With that many video it must be official, right? Otherwise the auto-bots would ping it as spam.


#11

Well, my theory was that it might run every time any developer runs a certain test suite, which could be several times a day per developer. With a large team, 200 times/day wouldn’t be too unreasonable.

I used the Google API to list the first 45,000 videos, and put the info in a spreadsheet. I expected to find fewer videos uploaded on Saturday and Sunday; but it turns out there’s no day of the week that has significantly fewer uploads.

I still think it’s for testing something rather than some attempt to communicate.

EDIT: no pattern in hour of day either.

EDIT2: Just realized “Torso” might be related to the Tor project?


#12

<Step-up-Transformers joke>


#13

I suppose it’s some software testing, considering webdriver is a part of selenium which is automated software testing: http://docs.seleniumhq.org/projects/webdriver/

“The biggest change in Selenium recently has been the inclusion of the WebDriver API. Driving a browser natively as a user would either locally or on a remote machine using the Selenium Server it marks a leap forward in terms of browser automation.”

“Selenium automates browsers. That’s it! What you do with that power is entirely up to you. Primarily, it is for automating web applications for testing purposes”


#14

this is in the third sentence of the article


#15

Anyone have an idea about how to extract and quantify the tones and/or rectangles? If we could have those reduced to meaningful data, then we could look for patterns within each dataset or relationships between them.

EDIT: wow, just realized this article got bumped to the front page. Neat!
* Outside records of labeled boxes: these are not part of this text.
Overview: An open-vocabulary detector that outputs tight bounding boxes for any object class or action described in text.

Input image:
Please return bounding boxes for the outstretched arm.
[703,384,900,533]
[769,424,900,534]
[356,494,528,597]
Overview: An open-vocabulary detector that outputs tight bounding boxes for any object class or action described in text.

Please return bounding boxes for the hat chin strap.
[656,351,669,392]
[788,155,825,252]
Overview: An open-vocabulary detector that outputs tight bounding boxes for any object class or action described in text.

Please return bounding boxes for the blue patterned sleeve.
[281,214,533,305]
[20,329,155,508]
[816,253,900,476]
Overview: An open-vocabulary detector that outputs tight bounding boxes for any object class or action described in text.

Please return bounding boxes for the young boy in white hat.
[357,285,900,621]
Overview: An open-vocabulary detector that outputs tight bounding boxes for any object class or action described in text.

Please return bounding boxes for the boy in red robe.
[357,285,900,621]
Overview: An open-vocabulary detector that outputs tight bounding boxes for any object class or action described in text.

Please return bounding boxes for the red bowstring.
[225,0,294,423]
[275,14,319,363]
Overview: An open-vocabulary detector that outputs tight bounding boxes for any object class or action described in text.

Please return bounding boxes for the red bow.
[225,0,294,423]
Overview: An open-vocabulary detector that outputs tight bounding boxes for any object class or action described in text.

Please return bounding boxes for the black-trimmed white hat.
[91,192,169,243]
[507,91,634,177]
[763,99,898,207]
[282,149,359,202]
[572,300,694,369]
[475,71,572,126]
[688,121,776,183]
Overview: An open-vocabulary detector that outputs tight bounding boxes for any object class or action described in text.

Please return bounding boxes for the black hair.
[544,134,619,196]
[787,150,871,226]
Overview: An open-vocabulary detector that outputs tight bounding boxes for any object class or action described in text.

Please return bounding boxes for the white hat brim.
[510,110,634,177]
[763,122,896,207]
But now I feel obligated to work on this puzzle instead of hoping someone smarter than me does it first.


#16

The tones could be quantified by key or frequency, or, depending on how many different tones are used, they could correspond to an alphabet or hexadecimal values.
The rectangles hold a fair amount of data. There are two of them, so lets look at possible differences,
1- Are they touching, yes/no
2- Which is bigger, red/blue
3- If they are touching, which is on top, red/blue
4- Which is longer, red/blue
5- Which is taller, red/blue
6- Which is placed higher, red/blue
7- Which is placed further left, red/blue
8- Is one inside the other, yes/no

I might be missing some things, but from the boxes alone, we can get 11 octets of binary data.
I have no idea what order these would be in.
Another thought, an octet represented a portion of an IP address or an ASCII value?
Yet another thought, what if this is just Valve preparing to announce Portal 3? Remember what they did before Portal 2?


#17

then it would be cyan and orange ovals

I guess there’s two sets of coordinates for each rectangle (X1,Y1,X2,Y2) and the pitch of the note, so about 6 bytes per frame, slightly less since the video is only about 240p and the pitch will only be ~20~16kHz. The video is most likely just a random number generator fed into a routine that draws two rectangles and plays a note.
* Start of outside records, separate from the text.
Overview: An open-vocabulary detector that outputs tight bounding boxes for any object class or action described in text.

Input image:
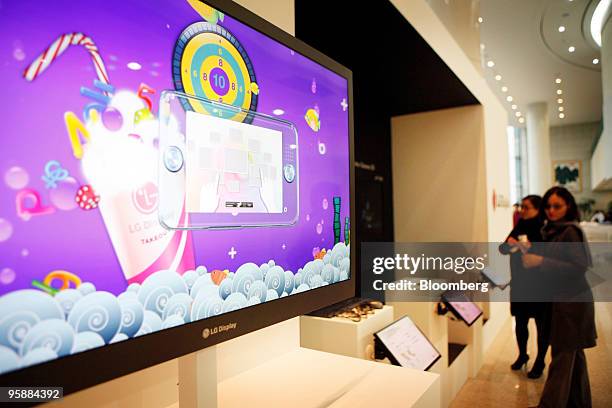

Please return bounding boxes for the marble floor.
[450,303,612,408]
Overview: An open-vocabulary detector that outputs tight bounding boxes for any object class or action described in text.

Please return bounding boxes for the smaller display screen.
[185,112,283,214]
[442,292,482,326]
[374,316,441,370]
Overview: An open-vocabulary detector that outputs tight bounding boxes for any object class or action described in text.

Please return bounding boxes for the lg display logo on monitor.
[202,323,238,339]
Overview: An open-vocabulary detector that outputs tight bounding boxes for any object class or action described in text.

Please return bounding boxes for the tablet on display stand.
[374,316,441,371]
[158,91,299,230]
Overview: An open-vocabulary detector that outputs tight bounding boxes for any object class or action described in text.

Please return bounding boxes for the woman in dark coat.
[522,187,597,408]
[499,195,550,378]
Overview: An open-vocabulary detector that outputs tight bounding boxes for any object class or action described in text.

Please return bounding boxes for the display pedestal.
[178,346,218,408]
[300,306,393,360]
[220,348,440,408]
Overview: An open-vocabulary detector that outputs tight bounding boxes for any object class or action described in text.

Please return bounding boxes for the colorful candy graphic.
[210,269,229,285]
[41,160,68,188]
[304,108,321,132]
[23,33,110,84]
[334,197,342,245]
[74,184,100,211]
[0,218,13,242]
[138,83,155,111]
[43,270,81,290]
[15,188,55,221]
[172,21,259,123]
[344,217,351,245]
[49,177,79,211]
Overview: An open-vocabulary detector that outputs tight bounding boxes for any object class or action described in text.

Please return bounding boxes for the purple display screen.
[0,0,351,374]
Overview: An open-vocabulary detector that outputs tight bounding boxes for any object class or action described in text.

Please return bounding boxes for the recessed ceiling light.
[590,0,611,48]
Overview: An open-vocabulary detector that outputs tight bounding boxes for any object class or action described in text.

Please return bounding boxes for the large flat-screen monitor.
[0,0,355,393]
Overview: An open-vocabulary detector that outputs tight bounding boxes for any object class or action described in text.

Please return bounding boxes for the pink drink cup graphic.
[99,182,195,283]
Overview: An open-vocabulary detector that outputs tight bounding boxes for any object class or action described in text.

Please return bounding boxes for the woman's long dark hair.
[521,194,546,223]
[540,186,580,222]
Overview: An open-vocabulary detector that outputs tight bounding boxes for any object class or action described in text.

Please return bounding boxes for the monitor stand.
[178,346,218,408]
[177,317,300,408]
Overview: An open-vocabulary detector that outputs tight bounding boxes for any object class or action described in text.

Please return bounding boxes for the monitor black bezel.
[442,292,484,327]
[0,0,357,395]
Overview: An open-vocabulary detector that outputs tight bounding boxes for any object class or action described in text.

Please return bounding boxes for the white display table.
[300,306,393,360]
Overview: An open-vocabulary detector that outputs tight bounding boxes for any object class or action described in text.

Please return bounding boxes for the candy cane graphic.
[23,33,109,84]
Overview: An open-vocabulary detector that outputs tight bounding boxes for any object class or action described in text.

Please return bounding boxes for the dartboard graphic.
[172,22,259,123]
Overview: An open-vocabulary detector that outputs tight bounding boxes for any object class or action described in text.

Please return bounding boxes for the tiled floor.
[451,303,612,408]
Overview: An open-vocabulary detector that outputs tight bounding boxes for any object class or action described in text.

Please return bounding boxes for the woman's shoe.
[510,354,529,370]
[527,361,546,379]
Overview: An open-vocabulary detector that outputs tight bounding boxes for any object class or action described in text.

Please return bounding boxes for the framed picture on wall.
[553,160,582,193]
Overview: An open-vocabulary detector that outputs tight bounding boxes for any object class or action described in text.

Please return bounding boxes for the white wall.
[391,0,512,241]
[391,105,488,242]
[550,123,612,210]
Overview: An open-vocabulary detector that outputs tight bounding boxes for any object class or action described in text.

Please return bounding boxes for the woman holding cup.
[499,195,550,378]
[522,187,597,408]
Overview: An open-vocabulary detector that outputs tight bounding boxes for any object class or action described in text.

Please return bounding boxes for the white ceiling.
[480,0,602,126]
if the intention was to send a secret message, why not either a) increase the bandwidth by using QR codes, or b) increase the steganography and hide the fact that there is a message at all?
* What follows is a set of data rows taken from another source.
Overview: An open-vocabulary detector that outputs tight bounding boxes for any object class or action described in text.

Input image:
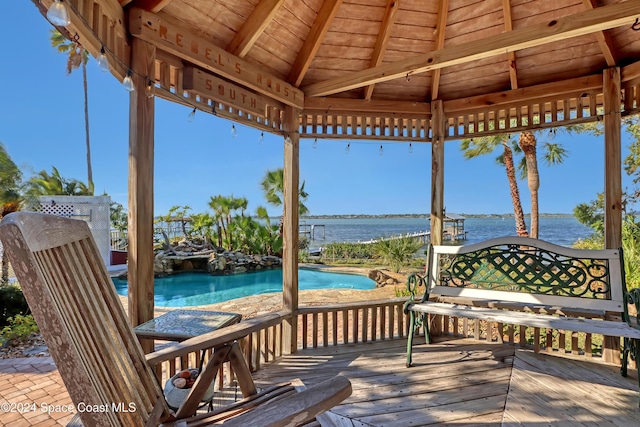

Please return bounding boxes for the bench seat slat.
[432,297,611,320]
[430,286,624,312]
[408,301,640,339]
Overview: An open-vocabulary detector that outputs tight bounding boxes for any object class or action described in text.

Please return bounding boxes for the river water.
[300,216,592,248]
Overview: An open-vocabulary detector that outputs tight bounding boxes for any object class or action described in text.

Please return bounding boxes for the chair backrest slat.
[0,212,169,426]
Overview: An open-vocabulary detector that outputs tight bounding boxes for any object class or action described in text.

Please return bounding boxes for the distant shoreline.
[300,213,573,220]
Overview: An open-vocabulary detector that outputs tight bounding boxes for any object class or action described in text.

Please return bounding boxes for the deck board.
[254,339,640,427]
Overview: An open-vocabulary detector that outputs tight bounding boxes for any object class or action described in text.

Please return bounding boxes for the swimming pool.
[113,268,376,307]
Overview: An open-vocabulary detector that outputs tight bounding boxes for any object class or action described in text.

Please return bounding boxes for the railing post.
[282,106,300,354]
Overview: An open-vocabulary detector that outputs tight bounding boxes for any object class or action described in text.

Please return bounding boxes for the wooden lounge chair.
[0,212,351,427]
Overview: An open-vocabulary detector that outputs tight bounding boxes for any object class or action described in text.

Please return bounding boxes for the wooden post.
[603,68,622,363]
[128,38,156,353]
[282,107,300,354]
[431,100,446,245]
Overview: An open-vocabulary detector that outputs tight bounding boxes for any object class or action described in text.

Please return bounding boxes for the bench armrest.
[624,288,640,329]
[146,311,290,366]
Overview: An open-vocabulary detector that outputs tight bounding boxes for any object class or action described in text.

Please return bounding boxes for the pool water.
[113,268,376,307]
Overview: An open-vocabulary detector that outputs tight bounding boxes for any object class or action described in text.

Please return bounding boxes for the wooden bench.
[404,237,640,404]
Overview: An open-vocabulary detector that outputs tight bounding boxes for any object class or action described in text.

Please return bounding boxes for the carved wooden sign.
[182,67,268,117]
[129,8,304,109]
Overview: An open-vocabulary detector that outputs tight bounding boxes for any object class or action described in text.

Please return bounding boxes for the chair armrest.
[146,311,291,366]
[211,375,352,427]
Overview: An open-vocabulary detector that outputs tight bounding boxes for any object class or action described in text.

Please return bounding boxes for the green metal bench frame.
[404,237,640,408]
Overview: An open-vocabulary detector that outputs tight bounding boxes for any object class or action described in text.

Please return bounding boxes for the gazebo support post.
[431,100,446,245]
[602,68,622,363]
[282,106,300,354]
[128,37,156,353]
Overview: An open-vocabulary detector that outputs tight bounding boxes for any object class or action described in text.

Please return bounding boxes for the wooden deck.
[254,339,640,427]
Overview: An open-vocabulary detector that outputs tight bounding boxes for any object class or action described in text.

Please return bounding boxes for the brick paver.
[0,357,74,427]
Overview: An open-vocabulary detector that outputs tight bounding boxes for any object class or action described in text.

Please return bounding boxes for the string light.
[145,79,155,98]
[47,0,71,27]
[96,46,109,73]
[122,70,136,92]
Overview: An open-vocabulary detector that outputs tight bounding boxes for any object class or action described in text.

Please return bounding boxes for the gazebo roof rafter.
[34,0,640,142]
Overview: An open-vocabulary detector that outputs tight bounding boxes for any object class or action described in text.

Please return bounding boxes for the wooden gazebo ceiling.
[38,0,640,141]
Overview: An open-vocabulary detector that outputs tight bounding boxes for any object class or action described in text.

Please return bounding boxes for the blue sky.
[0,0,630,215]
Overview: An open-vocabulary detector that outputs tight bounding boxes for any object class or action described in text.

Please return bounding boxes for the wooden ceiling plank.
[364,0,400,100]
[431,0,449,100]
[303,98,431,117]
[502,0,518,89]
[129,8,304,108]
[122,0,171,13]
[442,74,602,114]
[304,0,640,96]
[287,0,342,87]
[227,0,284,58]
[582,0,616,67]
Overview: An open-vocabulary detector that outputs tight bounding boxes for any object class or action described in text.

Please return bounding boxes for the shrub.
[0,284,29,328]
[0,314,39,342]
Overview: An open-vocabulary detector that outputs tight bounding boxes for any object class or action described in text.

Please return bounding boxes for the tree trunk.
[503,142,529,237]
[0,249,9,287]
[519,132,540,239]
[82,57,94,196]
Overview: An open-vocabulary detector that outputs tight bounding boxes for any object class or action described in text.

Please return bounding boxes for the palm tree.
[0,143,22,286]
[260,168,309,234]
[518,131,567,239]
[26,166,93,198]
[49,29,94,196]
[209,195,249,250]
[460,135,529,236]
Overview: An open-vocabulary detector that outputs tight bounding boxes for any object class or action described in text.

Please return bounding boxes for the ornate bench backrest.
[427,237,625,312]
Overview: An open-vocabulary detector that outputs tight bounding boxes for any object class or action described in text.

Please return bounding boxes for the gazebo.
[33,0,640,394]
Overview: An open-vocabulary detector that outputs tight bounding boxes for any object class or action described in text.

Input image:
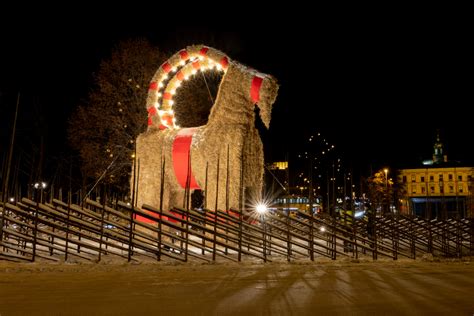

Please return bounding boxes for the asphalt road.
[0,261,474,316]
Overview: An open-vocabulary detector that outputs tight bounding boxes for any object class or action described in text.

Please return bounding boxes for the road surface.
[0,260,474,316]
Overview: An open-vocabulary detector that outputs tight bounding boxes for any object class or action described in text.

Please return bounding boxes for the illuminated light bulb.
[255,204,267,214]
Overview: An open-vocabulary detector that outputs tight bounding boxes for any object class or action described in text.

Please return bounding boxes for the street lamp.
[383,168,390,213]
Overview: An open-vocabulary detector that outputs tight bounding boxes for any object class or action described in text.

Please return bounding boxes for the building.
[399,135,474,219]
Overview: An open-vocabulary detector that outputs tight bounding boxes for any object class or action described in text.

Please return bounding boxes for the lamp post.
[256,203,266,262]
[383,168,390,213]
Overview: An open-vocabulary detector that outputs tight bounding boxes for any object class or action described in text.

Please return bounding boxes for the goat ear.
[257,76,278,128]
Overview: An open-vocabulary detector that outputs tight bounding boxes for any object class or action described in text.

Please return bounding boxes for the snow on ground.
[0,257,474,316]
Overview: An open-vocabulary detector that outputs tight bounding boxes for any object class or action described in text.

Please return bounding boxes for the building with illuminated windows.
[399,135,474,219]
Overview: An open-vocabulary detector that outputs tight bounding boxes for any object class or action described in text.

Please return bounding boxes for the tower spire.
[433,129,448,164]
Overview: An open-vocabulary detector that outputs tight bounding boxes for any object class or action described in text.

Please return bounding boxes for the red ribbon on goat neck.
[250,76,263,103]
[172,128,200,189]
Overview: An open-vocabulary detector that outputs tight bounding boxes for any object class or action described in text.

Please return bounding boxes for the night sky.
[0,13,474,184]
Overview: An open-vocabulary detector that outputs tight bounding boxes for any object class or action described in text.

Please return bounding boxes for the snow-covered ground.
[0,258,474,316]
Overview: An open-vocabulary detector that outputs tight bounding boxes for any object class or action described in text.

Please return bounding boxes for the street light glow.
[255,203,267,214]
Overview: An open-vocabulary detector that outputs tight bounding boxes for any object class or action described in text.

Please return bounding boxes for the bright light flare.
[255,203,268,214]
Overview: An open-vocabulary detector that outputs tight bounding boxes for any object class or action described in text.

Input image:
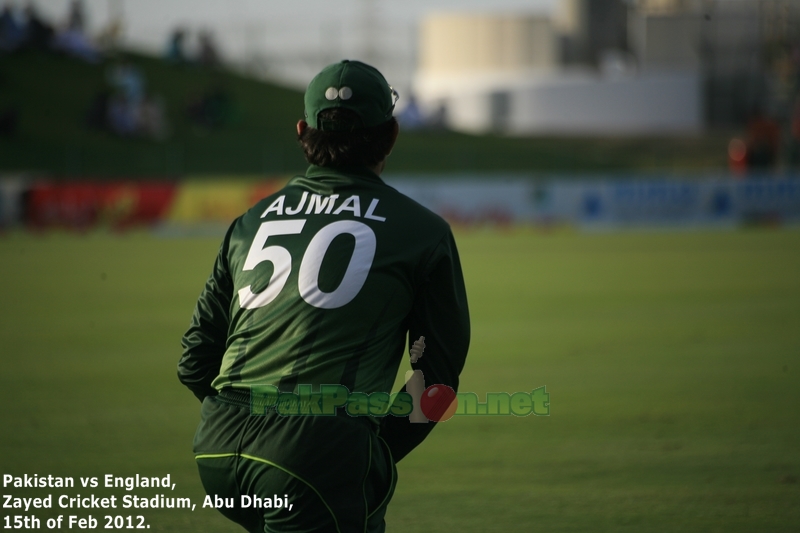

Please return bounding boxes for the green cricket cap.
[305,59,397,131]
Who wants this kind of thing? A botnet? A developer? Maybe flag the videos as copyright infringement and see who protests the DCMA takedown notice


#18

There’s nothing in your message and it’s freaking me out.


#19

Well, we’re just gonna have two topics then, since merge failed. @beschizza we must be getting the UI wrong with this if it’s messing you up.

How I would do it:

  1. Start here
  2. Click admin wrench at top right (oh you aren’t an admin here HAHAHA SUCKS TO BE YOU)
  3. Select posts
  4. Select all
  5. Move to existing topic
  6. (this might be the tricky bit?) need the topic name or ID or URL of the target topic. Search does work here but if you have two topics with the same name already it’s gonna be possibly confusing.
  7. Move 'em on, head 'em up, rawhide!

#20

Thanks! I’ll be sure to follow these instructions in future. The topic ID isn’t too hard to find from URLs.

Eventually, it would be neat to be able to specify in Wordpress the ID of an existing discourse thread, as an alternative to starting a new one.